La lettera 22, macchina da scrivere meccanica e portatile dell’Olivetti è sicuramente una delle icone del design italiano degli anni ’50.
Venne disegnata dall’architetto Marcello Nizzoli, coordinatore dei progettisti Olivetti. L’azienda di Ivrea è stata, da allora, un gruppo di assoluta avanguardia, capace di ispirare la comunità tecnica internazionale fino ai primi anni ’80, quando riusciva a vendere personal computer negli Stati Uniti.
La lettera 22 ricevette premi importanti un po’ ovunque. In Italia, grazie alle sue doti funzionali di portabilità e all’estetica compatta, calamitò l’assegnazione del “Compasso d’Oro ” edizione 1954; parliamo del primo premio mondiale di design, nato dall’intuizione culturale di Gio Ponti.

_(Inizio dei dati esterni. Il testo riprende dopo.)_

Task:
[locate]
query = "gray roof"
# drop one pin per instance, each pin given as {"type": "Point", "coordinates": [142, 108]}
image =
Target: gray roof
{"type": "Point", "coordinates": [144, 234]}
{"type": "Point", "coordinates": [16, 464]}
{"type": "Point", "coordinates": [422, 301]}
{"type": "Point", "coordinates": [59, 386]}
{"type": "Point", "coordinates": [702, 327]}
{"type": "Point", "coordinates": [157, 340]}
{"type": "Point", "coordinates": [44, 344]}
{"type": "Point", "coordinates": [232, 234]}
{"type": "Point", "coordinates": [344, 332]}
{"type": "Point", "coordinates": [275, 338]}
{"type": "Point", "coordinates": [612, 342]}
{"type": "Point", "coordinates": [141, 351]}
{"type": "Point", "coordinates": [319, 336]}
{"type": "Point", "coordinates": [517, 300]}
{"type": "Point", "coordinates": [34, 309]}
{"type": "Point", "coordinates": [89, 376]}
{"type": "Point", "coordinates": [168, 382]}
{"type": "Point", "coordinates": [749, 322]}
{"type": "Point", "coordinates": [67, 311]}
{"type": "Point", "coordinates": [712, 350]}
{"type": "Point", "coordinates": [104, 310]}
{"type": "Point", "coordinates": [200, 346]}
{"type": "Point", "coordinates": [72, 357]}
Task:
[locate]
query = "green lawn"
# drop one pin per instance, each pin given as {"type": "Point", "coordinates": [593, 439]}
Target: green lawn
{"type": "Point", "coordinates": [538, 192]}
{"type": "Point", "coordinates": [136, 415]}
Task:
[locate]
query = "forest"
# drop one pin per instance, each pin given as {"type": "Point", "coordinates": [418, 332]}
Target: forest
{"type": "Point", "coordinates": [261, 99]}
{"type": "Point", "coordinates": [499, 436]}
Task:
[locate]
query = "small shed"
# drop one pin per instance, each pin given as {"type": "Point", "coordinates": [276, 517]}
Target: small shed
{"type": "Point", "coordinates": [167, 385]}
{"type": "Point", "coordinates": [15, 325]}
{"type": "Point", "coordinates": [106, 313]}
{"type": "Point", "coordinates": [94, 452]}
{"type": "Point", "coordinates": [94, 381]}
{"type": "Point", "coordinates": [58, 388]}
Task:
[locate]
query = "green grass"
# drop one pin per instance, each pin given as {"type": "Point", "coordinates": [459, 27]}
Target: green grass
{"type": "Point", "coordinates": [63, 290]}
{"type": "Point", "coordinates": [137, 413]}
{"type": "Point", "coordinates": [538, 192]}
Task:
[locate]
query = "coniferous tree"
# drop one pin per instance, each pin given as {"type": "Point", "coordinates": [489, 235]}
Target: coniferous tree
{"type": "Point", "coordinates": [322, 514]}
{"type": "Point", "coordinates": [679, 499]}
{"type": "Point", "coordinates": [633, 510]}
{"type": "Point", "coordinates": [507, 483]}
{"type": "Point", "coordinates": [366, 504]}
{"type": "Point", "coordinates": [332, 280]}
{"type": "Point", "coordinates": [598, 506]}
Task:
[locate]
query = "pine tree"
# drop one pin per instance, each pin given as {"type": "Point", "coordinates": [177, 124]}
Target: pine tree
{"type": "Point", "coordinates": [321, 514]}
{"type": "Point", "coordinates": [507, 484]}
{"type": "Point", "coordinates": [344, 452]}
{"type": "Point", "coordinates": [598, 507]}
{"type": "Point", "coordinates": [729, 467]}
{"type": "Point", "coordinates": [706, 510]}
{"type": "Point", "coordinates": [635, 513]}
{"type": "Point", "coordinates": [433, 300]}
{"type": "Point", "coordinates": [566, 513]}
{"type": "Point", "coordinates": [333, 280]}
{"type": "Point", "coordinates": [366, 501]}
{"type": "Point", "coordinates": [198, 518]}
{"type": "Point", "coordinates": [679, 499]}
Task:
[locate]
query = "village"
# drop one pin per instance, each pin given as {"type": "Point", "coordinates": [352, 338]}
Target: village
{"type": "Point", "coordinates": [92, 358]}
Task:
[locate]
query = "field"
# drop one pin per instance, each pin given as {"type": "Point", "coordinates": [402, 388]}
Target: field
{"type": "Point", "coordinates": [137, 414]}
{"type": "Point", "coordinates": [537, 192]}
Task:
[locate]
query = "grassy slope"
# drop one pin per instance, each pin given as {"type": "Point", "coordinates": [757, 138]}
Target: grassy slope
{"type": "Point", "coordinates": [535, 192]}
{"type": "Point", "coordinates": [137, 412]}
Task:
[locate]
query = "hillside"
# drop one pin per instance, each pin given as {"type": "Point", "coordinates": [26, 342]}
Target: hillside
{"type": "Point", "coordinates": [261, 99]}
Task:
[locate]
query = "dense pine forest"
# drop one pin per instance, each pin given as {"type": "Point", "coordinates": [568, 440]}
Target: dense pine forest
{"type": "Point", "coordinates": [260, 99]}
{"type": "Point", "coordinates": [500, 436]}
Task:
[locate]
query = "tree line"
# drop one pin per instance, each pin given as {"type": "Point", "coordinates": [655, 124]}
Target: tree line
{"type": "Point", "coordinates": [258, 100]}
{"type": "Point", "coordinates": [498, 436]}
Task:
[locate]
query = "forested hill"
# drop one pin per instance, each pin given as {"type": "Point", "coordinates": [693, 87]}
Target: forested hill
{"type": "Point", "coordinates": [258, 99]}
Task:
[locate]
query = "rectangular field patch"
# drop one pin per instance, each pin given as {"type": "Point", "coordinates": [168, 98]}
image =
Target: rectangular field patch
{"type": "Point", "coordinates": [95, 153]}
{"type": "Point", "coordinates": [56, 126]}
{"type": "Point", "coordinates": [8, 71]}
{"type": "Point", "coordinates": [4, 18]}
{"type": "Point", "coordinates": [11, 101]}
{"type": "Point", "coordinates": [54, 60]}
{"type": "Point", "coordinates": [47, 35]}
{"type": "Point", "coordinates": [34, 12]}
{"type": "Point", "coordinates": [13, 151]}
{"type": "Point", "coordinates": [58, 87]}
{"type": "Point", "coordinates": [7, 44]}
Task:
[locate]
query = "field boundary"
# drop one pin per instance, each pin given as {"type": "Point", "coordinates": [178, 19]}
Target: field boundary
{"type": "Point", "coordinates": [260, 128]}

La macchina invase il mercato molti anni prima che keyboard, touch e swip digitali diventassero protesi onnipresenti della nostra quotidianità (… solo i termini mostrano il salto generazionale). Quella era un’epoca di contatto e suoni, fruscio di carta e macinare di rulli e la lettera 22 interpretava quella fascinazione tattile e uditiva con uno stile inconfondibile.
Robusta, leggera e morbida alla pressione delle dita, è entrata nell’immaginario visivo del tempo e nella rappresentazione della memoria, per l’immagine che la ritrae in grembo a Indro Montanelli e perché usata da Alberto Moravia ed Enzo Biagi.
Lo scrittore tedesco Günter Grass parla della sua lettera 22 – declinata in un modello azzurro – nel libro “Sulla finitezza“, creando un poetico paradosso tra oggetto con cui e di cui scrive.
Il suono dei martelletti di stampa è oramai solo memoria, ma la macchina, viva in tante location museali sul design, è ancora oggetto d’arredo per collezionisti e appassionati.